The semester started with the early origins of Jazz, going back to the slave trade and early 19th century New Orleans, and we have followed the development of the genre all the way up to the present day. Before this class, I didn’t realize that there were so many different subclassifications within the genre and more than that, there are even multiple types of “bop,” (bebop, hard bop, post bop).
As far as grading goes, the class might be one of the most relaxed courses I’ve ever taken. Our professor actually works at Peabody and comes to Homewood to teach this course on Mondays and Wednesdays and it is clear that he is teaching this because he genuinely loves the material. We’ve had online quizzes for each decade covered, a midterm, and a handful of listening quizzes (one of which I’m studying for while writing this very blog!)
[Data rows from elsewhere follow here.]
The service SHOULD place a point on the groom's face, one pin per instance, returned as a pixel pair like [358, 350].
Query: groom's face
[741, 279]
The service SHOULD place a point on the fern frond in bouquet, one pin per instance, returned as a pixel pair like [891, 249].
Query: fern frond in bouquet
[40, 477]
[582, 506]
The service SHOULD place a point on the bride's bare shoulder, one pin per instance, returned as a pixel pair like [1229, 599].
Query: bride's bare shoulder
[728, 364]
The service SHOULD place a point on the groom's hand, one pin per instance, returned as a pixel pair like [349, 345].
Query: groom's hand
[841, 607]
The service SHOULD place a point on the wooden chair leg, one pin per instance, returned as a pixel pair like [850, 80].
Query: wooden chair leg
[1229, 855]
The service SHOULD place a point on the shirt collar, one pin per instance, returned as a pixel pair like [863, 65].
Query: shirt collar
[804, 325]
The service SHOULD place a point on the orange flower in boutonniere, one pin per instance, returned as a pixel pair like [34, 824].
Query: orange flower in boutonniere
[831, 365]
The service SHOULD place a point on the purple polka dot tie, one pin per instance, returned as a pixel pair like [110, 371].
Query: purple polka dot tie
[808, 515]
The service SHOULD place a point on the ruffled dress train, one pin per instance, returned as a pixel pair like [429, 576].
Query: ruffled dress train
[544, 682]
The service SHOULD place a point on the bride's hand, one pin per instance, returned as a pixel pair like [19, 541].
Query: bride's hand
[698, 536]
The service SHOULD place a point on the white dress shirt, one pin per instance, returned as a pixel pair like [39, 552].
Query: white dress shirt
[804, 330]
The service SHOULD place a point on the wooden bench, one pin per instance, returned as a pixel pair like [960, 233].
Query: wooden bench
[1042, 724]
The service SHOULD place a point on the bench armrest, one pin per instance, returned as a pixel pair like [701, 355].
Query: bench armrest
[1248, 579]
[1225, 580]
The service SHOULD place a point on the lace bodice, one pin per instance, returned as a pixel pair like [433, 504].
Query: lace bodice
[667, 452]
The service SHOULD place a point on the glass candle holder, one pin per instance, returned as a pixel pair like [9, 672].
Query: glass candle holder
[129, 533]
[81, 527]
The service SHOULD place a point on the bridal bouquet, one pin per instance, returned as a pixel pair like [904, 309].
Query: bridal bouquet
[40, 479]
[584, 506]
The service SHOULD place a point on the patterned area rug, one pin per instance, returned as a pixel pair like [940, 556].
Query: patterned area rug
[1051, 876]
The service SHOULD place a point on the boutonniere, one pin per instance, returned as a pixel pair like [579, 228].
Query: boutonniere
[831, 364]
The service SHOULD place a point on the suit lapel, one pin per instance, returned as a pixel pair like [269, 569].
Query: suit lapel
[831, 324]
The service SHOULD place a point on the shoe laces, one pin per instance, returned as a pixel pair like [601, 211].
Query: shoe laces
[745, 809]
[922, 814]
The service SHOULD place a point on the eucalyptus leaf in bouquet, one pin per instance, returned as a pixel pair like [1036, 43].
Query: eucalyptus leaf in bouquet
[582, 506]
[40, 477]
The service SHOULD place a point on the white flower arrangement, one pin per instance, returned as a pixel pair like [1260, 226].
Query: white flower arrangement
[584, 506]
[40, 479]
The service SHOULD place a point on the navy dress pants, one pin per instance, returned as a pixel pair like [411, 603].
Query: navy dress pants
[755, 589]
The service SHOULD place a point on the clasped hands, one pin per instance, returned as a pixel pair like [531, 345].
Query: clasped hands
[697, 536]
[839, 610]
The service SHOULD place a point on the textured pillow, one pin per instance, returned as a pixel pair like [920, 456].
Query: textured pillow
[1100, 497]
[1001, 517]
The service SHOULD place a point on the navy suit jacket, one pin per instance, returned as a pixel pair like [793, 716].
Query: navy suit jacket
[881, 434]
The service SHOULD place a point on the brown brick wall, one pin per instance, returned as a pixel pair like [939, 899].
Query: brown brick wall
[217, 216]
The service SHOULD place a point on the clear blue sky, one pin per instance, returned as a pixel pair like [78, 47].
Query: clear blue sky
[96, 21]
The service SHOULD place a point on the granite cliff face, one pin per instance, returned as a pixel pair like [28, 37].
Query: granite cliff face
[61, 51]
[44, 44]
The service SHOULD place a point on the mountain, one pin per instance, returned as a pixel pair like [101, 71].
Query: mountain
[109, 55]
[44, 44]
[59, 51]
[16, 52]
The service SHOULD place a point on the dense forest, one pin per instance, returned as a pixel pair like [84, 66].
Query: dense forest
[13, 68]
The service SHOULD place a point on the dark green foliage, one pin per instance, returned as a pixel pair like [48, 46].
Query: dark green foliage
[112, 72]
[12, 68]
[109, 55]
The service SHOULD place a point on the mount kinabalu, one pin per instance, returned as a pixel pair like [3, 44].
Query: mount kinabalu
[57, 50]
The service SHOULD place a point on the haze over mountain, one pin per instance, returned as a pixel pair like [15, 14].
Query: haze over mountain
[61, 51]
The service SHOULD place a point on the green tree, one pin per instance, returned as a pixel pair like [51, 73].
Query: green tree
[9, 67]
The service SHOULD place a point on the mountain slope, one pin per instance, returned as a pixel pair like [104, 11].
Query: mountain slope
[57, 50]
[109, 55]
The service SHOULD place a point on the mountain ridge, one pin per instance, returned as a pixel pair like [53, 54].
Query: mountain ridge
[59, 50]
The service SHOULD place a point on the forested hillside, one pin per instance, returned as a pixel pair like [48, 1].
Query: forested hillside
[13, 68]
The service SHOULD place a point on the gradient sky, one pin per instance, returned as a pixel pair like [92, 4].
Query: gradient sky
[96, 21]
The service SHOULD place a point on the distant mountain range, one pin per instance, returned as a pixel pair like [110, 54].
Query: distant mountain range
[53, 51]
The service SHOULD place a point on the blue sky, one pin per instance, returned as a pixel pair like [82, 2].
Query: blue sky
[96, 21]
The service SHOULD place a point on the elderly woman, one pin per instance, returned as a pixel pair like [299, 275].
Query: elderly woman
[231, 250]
In addition to the more traditional assessments, another sizable chunk of our grade is attending and writing reviews for live jazz events in Baltimore. Apparently Baltimore is a hub for jazz, so having an academic incentive to go check out some events has been really cool. Back in September, my friend Katy and I went to a concert at the Baltimore Creative Alliance in Patterson, a really cool arts space that I otherwise wouldn’t have found, and this past weekend, my friend Charwat and I attended a jazz piano concert at An Die Musik, a venue devoted exclusively to jazz in Mt. Vernon.
While I am fairly accustomed to “hands-on learning” as an engineering student, this class has taken that concept in a whole different direction and has become one of my favorite classes I’ve taken at Hopkins.